Name the toxin. The one your detox tea or juice cleanse was supposed to remove from your body. Not a category — not "chemicals" or "impurities" or "buildup." The specific substance that was inside you before the cleanse and gone afterward.
You've used the word a hundred times. It was on the packaging. It was in the Instagram caption. It was in the testimonial from the woman who dropped three kilos in four days. But right now, trying to fill in that blank, the word that comes to mind is... nothing.
That silence is not yours. The companies selling detox teas and juice cleanses have never named the toxins their products claim to remove.
Do Detox Teas and Juice Cleanses Actually Remove Toxins?
The only peer-reviewed critical review ever published on commercial detox diets searched for evidence that any cleanse removes any identifiable substance from the human body. They found zero randomized controlled trials. Not flawed trials. Not inconclusive ones. None had ever been conducted.
The word "toxin" kept appearing on packaging and in marketing — but never with a definition. Not once. No brand, no product, no testimonial has ever named the specific substance being removed or the mechanism doing the removing.
Meanwhile, your body was already doing the work the tea claimed to start. Your liver filters your blood. Your kidneys extract waste. Your GI tract processes what you eat and expels what you don't need. Your skin and lungs handle trace compounds and volatile waste. Five systems, running every hour of every day, without a single product to activate them.
Nothing in a detox tea enhances any of these systems. Nothing in a juice cleanse speeds them up. The biological machinery that handles actual toxin removal — drugs, alcohol, metabolic byproducts — was running before you bought the box and will run identically after you finish it.
Commercial detox teas and juice cleanses have never been shown to remove any identified toxin from the human body. The word "toxin" remains undefined by the industry. The body detoxifies itself continuously through the liver, kidneys, GI tract, skin, and lungs. The 2–3 kg scale drop during a cleanse is water and glycogen that returns when normal eating resumes.

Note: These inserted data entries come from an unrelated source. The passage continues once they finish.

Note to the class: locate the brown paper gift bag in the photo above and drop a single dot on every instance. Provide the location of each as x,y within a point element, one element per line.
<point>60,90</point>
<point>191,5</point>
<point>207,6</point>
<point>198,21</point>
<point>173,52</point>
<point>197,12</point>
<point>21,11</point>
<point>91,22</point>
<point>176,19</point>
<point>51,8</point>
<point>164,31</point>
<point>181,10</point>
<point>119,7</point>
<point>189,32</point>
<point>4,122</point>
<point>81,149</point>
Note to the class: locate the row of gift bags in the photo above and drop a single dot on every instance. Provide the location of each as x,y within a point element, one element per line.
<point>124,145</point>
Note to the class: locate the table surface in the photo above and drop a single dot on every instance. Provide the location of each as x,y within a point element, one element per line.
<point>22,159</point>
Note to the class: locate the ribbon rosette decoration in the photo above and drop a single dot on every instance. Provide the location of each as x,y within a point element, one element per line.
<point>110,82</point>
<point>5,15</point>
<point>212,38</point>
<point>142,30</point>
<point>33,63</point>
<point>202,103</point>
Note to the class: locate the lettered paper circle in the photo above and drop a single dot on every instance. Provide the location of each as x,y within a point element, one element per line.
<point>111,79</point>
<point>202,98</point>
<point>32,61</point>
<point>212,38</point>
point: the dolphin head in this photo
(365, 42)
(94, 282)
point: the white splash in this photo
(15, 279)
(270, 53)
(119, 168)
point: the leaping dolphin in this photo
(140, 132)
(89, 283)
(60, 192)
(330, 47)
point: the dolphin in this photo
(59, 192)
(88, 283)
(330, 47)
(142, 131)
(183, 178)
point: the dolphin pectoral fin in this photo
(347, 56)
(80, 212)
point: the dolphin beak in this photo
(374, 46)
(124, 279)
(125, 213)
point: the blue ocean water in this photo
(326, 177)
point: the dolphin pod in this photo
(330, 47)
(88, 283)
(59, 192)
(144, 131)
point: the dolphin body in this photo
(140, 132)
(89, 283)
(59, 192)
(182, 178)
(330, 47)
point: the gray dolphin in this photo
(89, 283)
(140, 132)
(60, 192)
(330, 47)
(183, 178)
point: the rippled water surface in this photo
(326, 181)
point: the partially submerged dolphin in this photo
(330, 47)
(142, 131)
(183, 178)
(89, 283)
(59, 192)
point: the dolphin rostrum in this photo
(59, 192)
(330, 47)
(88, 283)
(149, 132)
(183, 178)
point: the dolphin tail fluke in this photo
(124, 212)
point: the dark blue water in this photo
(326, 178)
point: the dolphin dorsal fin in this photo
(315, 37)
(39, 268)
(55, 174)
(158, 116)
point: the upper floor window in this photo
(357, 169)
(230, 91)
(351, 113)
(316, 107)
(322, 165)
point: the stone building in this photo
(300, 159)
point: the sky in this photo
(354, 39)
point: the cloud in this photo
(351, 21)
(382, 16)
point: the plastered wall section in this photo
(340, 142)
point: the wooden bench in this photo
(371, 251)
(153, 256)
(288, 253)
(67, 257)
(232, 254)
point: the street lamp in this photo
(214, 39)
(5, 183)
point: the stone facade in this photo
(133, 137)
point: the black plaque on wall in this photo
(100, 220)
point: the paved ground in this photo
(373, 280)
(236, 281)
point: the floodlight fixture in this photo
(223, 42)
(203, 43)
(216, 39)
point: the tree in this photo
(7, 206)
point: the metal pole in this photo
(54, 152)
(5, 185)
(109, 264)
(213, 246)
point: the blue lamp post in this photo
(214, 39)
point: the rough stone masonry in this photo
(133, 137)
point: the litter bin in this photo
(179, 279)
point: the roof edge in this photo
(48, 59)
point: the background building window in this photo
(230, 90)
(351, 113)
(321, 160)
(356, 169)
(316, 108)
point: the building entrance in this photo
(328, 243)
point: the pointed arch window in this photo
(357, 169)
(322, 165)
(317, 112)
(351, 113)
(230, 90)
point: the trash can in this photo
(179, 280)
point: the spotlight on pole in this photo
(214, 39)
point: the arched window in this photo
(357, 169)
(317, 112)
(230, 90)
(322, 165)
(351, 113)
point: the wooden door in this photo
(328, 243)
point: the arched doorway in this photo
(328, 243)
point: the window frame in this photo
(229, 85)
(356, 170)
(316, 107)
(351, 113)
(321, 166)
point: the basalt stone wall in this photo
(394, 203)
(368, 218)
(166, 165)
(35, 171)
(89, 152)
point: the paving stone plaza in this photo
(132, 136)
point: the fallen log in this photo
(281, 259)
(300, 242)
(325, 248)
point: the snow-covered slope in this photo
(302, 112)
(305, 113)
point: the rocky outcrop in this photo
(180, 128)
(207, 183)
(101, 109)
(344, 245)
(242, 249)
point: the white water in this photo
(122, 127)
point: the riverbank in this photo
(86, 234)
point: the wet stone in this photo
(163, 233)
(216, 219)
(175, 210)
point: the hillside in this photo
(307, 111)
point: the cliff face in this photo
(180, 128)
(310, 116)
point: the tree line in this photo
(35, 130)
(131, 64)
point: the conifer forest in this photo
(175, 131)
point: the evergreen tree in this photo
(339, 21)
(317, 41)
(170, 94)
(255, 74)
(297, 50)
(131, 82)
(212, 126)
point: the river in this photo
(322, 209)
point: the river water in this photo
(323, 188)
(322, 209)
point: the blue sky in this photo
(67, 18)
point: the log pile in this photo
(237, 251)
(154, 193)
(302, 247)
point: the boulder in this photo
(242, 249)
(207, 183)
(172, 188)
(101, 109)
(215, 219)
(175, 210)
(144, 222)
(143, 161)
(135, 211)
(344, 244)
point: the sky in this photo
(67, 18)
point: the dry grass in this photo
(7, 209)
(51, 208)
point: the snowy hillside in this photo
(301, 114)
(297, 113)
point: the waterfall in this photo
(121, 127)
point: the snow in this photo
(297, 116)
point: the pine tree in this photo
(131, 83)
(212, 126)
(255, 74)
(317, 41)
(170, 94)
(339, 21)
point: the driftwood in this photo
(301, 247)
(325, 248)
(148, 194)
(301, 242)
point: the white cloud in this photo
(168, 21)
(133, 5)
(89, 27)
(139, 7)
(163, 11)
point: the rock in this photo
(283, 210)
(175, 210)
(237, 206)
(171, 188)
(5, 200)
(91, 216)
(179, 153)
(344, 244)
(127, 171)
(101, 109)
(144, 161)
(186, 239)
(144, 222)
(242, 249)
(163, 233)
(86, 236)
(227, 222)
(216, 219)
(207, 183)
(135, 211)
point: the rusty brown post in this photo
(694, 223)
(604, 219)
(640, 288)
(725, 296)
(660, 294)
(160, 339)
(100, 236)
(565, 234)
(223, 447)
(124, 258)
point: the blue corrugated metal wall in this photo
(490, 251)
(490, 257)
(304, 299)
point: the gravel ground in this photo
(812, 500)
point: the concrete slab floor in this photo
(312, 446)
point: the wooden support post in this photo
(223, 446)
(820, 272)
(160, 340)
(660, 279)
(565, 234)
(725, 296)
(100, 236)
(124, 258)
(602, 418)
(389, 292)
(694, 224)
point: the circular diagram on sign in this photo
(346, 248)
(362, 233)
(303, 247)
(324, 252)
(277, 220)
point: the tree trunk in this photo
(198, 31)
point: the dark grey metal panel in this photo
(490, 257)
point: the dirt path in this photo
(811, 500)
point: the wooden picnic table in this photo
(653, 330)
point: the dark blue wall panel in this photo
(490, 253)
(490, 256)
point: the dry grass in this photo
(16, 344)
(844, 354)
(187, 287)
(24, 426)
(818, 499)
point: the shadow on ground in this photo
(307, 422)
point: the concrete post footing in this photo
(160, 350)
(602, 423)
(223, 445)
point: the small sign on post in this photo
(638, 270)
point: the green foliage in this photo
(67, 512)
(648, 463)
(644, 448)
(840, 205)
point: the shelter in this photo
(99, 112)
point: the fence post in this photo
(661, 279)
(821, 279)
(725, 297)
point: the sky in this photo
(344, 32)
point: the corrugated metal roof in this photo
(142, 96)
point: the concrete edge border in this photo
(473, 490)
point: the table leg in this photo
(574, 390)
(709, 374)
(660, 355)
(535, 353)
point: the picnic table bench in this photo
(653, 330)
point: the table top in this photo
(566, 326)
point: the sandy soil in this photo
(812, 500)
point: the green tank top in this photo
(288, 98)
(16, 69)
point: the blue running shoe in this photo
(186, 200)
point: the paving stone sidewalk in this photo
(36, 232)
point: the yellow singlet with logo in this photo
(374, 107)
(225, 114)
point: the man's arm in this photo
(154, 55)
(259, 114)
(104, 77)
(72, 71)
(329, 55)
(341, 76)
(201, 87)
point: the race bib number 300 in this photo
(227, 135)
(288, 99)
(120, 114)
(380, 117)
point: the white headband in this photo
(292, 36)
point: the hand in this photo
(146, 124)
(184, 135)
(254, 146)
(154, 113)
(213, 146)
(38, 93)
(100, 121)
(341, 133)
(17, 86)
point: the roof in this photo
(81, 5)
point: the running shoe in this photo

— Klein & Kiat 2015 · Journal of Human Nutrition and Dietetics · Critical Review
So what was the scale actually measuring?
The two to three kilograms that vanished during the cleanse were water and glycogen — stored fuel your body holds alongside carbohydrates. Cut the carbs during a juice fast, and that fuel releases. The water bound to it goes with it. Two to three kilograms, gone in days.
Eat normally again, and every gram comes back. The scale was never measuring detoxification. It was measuring a temporary fuel drain that reverses the moment carbohydrates return.
The promise was built on a feeling dressed as science.
One honest caveat: the review that found all this was published in 2015. No controlled trial on commercial detox diets has appeared since — which means the evidence gap is now a decade wide. The absence of evidence is not the same as evidence of absence. But a decade of silence from an industry that could have funded a single trial to validate its central claim says something on its own.
The ingredient list tells a separate story too. Most detox teas contain senna, a laxative that has nothing to do with removing toxins and everything to do with creating the impression that something is leaving your body.
Whether you're asking if a specific cleanse removed toxins from your system or whether detox diets do anything at all, the evidence keeps arriving at the same empty room: an undefined word, an unexplained mechanism, and a scale measuring water.
The product was selling a word nobody ever defined. The scale was counting water your body would reclaim within days. And the mechanism that actually determines whether you lose stored fat — not water, not glycogen — doesn't care whether the calories came from juice, tea, or a regular Tuesday dinner.